First, one can fundraise once their portfolio gets a few markups. So, the fund is top quartile half the time, but only fundraises in periods where it’s top quartile.
Second, one can be a little bit richer in portfolio valuation, saving the markdowns to post-fundraise. As they know benchmarks, they can add a few touches here and there to become top quartile.
Third, one can report and highlight selectively. They might have some funds that are not top quartile, but it’s up to them to emphasize others. If they’re top quartile IRR but not TVPI, they can highlight that instead.
Fourth, one can pick the benchmarks that make them look good. Often, especially after applying a few of the steps above, the gap between the top quartile and the fund’s performance is narrow. So, one can cherry-pick benchmarks across various data providers to find one that fits the bill.
In short, in a world where we blindly follow an uninformative metric that does not apply well to out-of-sample inference, there are many ways to game it.
So, where to look instead?
I won’t give you any fancy mathematical formulas, not because there aren’t any. There’s a wide enough literature of power law statistics available for those interested, and I’ll also be writing more about that in the coming period.
I won’t give you any fancy mathematical formula, just because ours is a world where outliers possess all the signal. And, the good thing about outliers is that there are very few of them. Every year, one only needs to study a handful of funds and their portfolio deeply, rather than trying to aggregate them into a number where they get lost in all the garbage and noise.

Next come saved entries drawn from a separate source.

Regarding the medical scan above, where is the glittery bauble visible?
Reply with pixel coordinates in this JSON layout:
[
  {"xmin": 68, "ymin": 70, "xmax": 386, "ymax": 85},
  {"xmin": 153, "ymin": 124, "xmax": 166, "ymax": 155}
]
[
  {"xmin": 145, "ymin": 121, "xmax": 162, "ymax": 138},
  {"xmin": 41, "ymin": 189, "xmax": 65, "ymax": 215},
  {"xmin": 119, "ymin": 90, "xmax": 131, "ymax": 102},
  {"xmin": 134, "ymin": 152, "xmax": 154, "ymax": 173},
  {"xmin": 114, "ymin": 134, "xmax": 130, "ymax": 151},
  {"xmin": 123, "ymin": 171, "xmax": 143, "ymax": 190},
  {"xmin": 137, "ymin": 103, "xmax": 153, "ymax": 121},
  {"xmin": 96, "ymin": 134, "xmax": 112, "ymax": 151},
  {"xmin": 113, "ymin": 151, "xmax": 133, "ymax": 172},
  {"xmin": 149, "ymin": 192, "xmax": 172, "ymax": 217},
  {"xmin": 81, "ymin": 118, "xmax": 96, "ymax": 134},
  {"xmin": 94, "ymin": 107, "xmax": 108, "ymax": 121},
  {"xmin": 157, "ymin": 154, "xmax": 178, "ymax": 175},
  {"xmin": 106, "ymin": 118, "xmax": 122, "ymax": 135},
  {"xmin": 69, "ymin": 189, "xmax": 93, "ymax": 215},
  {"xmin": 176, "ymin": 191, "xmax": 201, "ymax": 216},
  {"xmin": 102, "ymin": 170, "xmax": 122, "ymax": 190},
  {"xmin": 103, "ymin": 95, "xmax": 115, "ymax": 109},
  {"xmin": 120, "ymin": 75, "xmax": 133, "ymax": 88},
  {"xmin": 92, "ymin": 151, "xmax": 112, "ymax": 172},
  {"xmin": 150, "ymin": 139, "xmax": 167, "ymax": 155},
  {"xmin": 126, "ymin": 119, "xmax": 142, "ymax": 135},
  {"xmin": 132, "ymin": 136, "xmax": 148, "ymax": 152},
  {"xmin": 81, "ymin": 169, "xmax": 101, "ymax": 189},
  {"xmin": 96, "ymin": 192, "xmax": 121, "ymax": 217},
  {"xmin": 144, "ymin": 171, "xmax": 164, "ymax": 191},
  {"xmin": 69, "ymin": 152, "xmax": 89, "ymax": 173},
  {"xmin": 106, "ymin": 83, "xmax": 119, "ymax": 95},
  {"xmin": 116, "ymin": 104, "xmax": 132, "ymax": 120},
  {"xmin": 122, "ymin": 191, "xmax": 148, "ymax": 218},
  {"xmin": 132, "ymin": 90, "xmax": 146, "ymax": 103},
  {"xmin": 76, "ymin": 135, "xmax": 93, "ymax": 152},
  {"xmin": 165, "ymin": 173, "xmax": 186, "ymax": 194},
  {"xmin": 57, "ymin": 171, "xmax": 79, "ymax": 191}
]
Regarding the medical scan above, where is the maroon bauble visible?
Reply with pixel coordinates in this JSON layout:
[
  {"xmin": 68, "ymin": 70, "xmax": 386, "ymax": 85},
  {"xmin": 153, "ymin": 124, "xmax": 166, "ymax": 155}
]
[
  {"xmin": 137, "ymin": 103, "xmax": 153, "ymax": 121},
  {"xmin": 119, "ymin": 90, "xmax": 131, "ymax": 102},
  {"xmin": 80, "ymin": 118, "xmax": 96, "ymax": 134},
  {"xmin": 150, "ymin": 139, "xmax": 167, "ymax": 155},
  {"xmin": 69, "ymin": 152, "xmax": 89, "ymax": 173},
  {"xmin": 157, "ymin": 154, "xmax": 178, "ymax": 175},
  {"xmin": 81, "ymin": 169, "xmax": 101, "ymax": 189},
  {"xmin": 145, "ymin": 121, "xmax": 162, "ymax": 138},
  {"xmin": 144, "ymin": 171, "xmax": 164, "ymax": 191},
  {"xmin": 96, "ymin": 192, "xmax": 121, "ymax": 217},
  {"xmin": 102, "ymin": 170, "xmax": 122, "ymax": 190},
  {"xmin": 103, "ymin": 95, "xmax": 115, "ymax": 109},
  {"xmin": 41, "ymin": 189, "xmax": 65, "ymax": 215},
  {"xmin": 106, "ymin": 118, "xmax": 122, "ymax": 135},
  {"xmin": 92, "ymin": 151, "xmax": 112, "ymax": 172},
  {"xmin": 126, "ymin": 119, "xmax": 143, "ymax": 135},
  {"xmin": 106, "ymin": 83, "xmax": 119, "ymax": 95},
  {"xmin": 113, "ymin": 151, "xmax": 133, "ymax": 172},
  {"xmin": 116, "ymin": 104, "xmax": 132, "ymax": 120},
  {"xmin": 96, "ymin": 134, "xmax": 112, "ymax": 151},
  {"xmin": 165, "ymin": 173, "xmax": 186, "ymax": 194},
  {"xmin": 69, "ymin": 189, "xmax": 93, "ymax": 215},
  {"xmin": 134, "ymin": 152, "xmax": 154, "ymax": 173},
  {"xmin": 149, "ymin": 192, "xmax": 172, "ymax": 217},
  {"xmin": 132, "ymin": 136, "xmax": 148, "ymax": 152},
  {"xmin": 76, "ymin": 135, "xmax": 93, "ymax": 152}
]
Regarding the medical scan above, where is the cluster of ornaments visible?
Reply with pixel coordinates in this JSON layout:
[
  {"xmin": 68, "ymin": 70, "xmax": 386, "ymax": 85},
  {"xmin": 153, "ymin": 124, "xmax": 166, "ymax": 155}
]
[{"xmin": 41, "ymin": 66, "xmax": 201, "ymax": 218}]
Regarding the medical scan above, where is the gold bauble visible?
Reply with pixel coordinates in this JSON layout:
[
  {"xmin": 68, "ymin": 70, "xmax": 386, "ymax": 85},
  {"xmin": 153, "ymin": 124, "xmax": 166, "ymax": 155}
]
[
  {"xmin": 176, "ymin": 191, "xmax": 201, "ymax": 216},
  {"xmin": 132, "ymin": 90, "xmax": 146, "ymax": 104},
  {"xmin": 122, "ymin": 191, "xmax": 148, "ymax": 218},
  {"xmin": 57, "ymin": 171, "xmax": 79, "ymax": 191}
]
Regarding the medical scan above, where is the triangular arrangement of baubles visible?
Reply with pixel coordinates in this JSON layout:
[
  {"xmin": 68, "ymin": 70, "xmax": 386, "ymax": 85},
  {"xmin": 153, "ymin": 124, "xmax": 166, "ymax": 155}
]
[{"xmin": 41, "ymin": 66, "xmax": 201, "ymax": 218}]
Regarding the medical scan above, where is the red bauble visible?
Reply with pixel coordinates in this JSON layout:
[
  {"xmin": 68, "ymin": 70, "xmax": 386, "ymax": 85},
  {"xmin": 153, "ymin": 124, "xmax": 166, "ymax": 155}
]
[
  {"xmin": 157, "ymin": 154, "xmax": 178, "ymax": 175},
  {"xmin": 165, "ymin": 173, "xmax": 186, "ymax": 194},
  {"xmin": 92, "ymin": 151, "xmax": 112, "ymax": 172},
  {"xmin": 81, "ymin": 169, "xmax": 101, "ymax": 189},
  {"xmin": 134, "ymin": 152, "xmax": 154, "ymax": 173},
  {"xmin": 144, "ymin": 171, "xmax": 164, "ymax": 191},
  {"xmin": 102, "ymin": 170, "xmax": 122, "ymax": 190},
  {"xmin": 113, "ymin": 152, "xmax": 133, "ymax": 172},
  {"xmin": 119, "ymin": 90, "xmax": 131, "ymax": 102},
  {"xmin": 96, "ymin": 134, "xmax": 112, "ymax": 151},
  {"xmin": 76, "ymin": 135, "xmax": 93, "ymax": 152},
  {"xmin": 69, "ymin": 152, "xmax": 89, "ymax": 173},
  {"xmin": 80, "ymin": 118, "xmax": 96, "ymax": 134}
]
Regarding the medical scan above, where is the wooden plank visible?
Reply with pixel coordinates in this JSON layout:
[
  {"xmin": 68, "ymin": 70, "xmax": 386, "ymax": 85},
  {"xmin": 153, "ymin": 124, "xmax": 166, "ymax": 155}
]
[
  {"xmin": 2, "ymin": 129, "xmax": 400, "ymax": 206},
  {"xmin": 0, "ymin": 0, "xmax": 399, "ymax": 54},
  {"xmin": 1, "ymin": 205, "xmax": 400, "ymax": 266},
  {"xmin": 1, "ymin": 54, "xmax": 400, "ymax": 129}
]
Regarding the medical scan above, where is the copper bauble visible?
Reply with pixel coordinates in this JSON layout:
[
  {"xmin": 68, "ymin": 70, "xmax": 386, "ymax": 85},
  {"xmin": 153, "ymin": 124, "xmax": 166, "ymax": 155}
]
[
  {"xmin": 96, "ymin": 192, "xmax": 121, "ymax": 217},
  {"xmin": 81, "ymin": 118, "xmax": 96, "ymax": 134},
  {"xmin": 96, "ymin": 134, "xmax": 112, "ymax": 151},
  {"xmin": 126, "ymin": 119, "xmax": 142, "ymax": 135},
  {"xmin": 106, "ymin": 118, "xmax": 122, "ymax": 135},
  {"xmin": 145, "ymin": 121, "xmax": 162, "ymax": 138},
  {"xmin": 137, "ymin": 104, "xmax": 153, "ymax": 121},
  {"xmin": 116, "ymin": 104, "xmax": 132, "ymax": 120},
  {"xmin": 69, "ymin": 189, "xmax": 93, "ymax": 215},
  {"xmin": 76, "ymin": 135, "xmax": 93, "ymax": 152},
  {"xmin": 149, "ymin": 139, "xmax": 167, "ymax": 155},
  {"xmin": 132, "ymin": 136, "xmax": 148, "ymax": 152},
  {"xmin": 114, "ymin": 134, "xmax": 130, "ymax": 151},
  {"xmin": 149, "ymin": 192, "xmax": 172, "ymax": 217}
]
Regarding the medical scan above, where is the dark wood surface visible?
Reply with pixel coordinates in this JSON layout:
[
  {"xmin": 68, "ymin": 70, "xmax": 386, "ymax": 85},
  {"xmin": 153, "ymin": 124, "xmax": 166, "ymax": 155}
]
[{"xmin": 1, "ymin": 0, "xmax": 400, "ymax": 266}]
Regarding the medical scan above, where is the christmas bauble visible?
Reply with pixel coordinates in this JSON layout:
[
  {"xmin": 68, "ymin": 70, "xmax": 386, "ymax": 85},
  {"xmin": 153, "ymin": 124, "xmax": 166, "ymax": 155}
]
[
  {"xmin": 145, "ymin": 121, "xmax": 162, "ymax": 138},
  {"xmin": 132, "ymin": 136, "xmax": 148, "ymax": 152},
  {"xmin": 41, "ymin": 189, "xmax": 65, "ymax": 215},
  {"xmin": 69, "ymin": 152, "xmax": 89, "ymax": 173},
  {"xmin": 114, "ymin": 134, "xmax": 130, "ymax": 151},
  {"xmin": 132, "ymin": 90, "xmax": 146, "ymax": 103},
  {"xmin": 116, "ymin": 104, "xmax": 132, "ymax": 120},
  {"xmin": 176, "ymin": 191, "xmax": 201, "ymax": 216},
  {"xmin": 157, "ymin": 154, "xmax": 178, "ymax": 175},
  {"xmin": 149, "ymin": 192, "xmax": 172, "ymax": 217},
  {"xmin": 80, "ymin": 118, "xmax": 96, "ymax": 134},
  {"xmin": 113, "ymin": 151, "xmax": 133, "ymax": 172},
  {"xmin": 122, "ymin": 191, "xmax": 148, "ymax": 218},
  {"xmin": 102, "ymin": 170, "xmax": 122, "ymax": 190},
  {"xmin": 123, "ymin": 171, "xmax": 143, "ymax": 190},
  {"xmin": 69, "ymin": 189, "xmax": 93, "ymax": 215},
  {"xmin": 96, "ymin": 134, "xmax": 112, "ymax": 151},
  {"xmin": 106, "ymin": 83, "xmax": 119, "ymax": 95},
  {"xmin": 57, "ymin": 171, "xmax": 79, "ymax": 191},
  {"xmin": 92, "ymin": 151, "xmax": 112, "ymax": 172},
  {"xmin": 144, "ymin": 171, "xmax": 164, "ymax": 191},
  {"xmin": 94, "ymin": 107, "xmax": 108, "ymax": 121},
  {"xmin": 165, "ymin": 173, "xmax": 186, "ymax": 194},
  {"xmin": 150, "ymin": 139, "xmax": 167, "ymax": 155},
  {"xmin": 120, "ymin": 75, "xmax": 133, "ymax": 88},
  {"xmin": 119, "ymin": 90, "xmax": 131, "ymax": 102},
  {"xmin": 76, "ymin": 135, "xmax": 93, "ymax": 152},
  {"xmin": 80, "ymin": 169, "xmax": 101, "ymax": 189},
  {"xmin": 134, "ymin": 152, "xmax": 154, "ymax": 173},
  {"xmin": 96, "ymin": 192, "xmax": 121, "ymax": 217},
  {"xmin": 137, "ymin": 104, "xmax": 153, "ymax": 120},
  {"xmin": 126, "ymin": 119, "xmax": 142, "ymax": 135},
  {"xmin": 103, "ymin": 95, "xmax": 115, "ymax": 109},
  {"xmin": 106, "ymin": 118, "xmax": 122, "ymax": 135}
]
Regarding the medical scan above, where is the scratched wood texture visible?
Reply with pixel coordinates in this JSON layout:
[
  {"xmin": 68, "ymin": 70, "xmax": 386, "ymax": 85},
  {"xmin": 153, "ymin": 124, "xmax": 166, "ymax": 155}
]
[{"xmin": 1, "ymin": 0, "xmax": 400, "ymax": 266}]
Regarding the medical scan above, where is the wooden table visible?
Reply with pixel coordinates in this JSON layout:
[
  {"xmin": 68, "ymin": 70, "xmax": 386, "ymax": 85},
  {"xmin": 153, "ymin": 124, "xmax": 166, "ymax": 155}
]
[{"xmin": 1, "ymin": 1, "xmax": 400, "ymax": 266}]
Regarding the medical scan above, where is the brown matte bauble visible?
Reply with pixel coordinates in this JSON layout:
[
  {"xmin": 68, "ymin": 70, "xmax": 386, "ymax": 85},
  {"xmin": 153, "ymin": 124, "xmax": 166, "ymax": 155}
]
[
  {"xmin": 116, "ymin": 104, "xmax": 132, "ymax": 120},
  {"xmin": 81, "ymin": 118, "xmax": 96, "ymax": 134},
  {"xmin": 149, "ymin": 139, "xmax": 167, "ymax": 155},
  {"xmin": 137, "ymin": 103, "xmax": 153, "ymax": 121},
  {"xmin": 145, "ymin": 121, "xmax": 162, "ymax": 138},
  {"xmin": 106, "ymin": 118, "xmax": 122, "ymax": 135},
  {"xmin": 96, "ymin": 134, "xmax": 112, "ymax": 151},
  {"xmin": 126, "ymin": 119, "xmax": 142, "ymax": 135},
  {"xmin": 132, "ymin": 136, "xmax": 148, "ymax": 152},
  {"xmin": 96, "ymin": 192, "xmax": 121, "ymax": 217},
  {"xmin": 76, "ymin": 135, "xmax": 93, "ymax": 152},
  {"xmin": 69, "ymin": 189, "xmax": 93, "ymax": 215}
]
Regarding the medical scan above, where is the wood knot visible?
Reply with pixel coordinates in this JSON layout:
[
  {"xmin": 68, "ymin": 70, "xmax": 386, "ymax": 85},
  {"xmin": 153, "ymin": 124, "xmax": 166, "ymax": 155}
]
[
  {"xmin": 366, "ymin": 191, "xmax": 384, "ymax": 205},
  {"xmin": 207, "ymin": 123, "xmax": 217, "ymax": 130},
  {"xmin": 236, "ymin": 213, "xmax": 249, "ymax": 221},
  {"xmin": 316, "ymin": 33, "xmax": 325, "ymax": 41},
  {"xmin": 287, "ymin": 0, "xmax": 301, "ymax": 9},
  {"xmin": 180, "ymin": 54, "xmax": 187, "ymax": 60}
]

Still, the bad thing is that these funds are harder to find in public databases or to come across daily, especially if one is spending most of the time with funds that are not outliers, just because these are top quartile. This makes finding outliers and paying the deserved attention hard enough.
In an industry where the few winners take it all, one needs to spend time and attention on outliers and potential outliers, and zoom in on their qualities rather than aggregates. Spending lots of time analyzing what’s good shapes an investor’s pattern recognition in the wrong way. In venture, the top quartile looks very different than the top percentile, and the good looks very different than the great.
Interesting read! would love to get your views on which robust metrics to track to study the great funds. How can we judge investor pattern recognition?
Hey Yavuzhan, insightful article as usual! While power law dynamics clearly dominate venture capital returns, I think median and quartile metrics still have practical value in specific contexts, especially in early-stage fund screening? I was thinking it from three perspectives:
Median as a Baseline Filter: Rather than being a weakness, the median’s robustness to outliers can actually be a strength for LPs. For example, it helps quickly exclude systemic underperformers (such as funds below the 25th percentile) and provides a realistic baseline for emerging managers, whose early J curve struggles don’t always mean long-term underperformance.
Quartiles and Fund Survival: Quartile positioning, while imperfect, often signals fund survival rates, which are a prerequisite for accessing outlier returns. For instance, funds in the lower quartiles with slower deployment rates are statistically more likely to exit the game before capturing power law dynamics.
A Balanced Approach: Instead of discarding these metrics, they could act as an initial filter for eliminating weaker funds, followed by deeper due diligence focused on power law potential and GP alignment.
Curious to hear your thoughts. Do you think ignoring median and quartile metrics entirely might introduce unnecessary noise in fund selection, or are there better alternatives for this initial phase? Appreciate your insight always!